ஐ.எஸ்.எஸ்.என்: 2167-7670
Siavash H. Sohrab
Boltzmann statistical mechanics governs dynamics of all systems composed of large numbers of weakly interacting particles. Stochastic quantum fields and classical hydrodynamic fields share a common foundation based on universal view of statistical mechanics that is valid across diverse scales of space and time from cosmic to photonic schematically shown in Fig. 1. Because classical thermodynamics is also founded on statistical mechanics, the same degree of universality could therefore be attributed to the science of thermodynamics. Recently, a quantum mechanical foundation of turbulence was suggested based on the fact that energy spectrum of stationary isotropic turbulence is governed by Planck distribution function.
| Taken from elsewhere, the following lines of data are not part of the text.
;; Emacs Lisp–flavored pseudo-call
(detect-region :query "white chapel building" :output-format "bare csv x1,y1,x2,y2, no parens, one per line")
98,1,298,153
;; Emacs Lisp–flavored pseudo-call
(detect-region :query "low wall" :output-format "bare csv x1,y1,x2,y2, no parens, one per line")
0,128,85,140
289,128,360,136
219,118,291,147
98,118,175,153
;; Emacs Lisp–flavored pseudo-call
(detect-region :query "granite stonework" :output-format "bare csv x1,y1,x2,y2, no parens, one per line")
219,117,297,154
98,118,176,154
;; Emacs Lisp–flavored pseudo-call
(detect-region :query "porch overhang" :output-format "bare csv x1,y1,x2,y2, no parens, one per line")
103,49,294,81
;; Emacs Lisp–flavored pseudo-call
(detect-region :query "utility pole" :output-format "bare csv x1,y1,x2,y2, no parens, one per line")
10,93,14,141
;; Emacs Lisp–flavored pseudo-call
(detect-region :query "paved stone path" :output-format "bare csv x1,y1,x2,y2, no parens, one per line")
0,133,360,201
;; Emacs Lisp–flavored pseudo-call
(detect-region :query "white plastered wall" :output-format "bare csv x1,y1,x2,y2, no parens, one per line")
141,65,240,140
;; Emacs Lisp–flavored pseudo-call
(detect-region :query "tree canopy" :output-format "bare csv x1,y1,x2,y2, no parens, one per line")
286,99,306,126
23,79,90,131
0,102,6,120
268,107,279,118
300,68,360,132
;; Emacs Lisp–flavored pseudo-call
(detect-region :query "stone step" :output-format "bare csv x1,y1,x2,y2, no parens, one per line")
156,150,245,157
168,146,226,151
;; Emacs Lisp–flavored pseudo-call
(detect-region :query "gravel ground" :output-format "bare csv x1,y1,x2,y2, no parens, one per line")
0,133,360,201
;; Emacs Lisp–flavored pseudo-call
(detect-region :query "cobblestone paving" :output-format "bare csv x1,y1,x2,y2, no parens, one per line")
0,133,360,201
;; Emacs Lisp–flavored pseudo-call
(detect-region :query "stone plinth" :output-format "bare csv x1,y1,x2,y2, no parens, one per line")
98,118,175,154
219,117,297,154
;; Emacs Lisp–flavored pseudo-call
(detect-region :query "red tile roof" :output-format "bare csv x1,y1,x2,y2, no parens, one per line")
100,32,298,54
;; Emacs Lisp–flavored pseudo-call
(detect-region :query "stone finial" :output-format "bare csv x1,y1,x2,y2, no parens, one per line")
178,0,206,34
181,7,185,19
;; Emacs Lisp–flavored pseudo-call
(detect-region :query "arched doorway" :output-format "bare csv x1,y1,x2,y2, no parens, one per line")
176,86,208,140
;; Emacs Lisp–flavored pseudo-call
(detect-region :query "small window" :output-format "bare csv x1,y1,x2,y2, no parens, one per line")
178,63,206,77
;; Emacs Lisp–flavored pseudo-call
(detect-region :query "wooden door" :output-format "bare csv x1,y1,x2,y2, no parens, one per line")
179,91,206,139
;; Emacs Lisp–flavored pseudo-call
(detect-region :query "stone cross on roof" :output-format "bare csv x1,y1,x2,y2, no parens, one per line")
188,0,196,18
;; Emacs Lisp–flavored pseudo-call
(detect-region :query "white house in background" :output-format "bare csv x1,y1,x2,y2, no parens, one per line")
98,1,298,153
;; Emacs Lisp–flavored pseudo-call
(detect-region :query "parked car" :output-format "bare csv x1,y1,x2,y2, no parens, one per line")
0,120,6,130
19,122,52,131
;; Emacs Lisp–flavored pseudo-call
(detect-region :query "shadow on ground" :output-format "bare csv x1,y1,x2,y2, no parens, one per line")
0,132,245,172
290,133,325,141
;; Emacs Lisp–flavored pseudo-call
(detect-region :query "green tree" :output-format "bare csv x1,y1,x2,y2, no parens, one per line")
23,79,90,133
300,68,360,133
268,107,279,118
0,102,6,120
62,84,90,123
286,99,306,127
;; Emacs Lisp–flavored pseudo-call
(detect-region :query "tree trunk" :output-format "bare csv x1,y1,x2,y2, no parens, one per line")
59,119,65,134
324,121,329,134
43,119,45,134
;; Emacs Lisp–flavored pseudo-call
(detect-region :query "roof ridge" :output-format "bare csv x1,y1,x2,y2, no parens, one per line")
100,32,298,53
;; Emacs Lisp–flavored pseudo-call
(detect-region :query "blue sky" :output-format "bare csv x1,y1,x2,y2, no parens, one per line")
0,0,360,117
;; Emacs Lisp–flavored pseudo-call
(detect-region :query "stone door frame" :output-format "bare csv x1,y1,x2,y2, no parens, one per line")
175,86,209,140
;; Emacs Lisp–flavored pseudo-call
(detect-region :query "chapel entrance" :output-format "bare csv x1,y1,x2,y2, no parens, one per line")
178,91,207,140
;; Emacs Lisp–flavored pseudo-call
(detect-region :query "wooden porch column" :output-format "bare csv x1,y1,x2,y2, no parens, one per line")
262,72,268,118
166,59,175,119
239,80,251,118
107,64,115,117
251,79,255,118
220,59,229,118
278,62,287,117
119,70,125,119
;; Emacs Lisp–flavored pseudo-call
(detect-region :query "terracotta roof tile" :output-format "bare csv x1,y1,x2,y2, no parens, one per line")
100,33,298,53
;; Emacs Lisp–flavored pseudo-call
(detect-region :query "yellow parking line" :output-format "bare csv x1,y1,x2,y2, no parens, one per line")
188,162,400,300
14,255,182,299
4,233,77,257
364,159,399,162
Therefore, the gap between problems of quantum mechanics and turbulence was closed through connections between Cauchy, Euler, Bernoulli equations of hydrodynamics, Hamilton-Jacobi equation of classical mechanics, and finally Schrödinger equation of quantum mechanics.Also, derivation of invariant Schrödinger equation from invariant Bernoulli equation for incompressible potential flow revealed the universal role of quantum mechanics across the entire spectrum of scales of space and time shown in Fig. 1. The present talk will focus on some of the implications of a scale-invariant model of statistical mechanics to generalized thermodynamics. In particular, examples of the application of the model to the exceedingly large scale of cosmology, large scale of astrophysics, and much smaller scales of hydrodynamics, molecular-dynamics, electro-dynamics, and photonics will be presented. Attention will be particularly focused on small electrodynamic, photonic, and sub photonic scales. The scale-invariant feature of the model helps in extrapolation of the laws of nature to the very large (cosmological) and very small (sub photonic) scales thus facilitating the understanding of those domains of physical science that are less accessible to ordinary human intuition.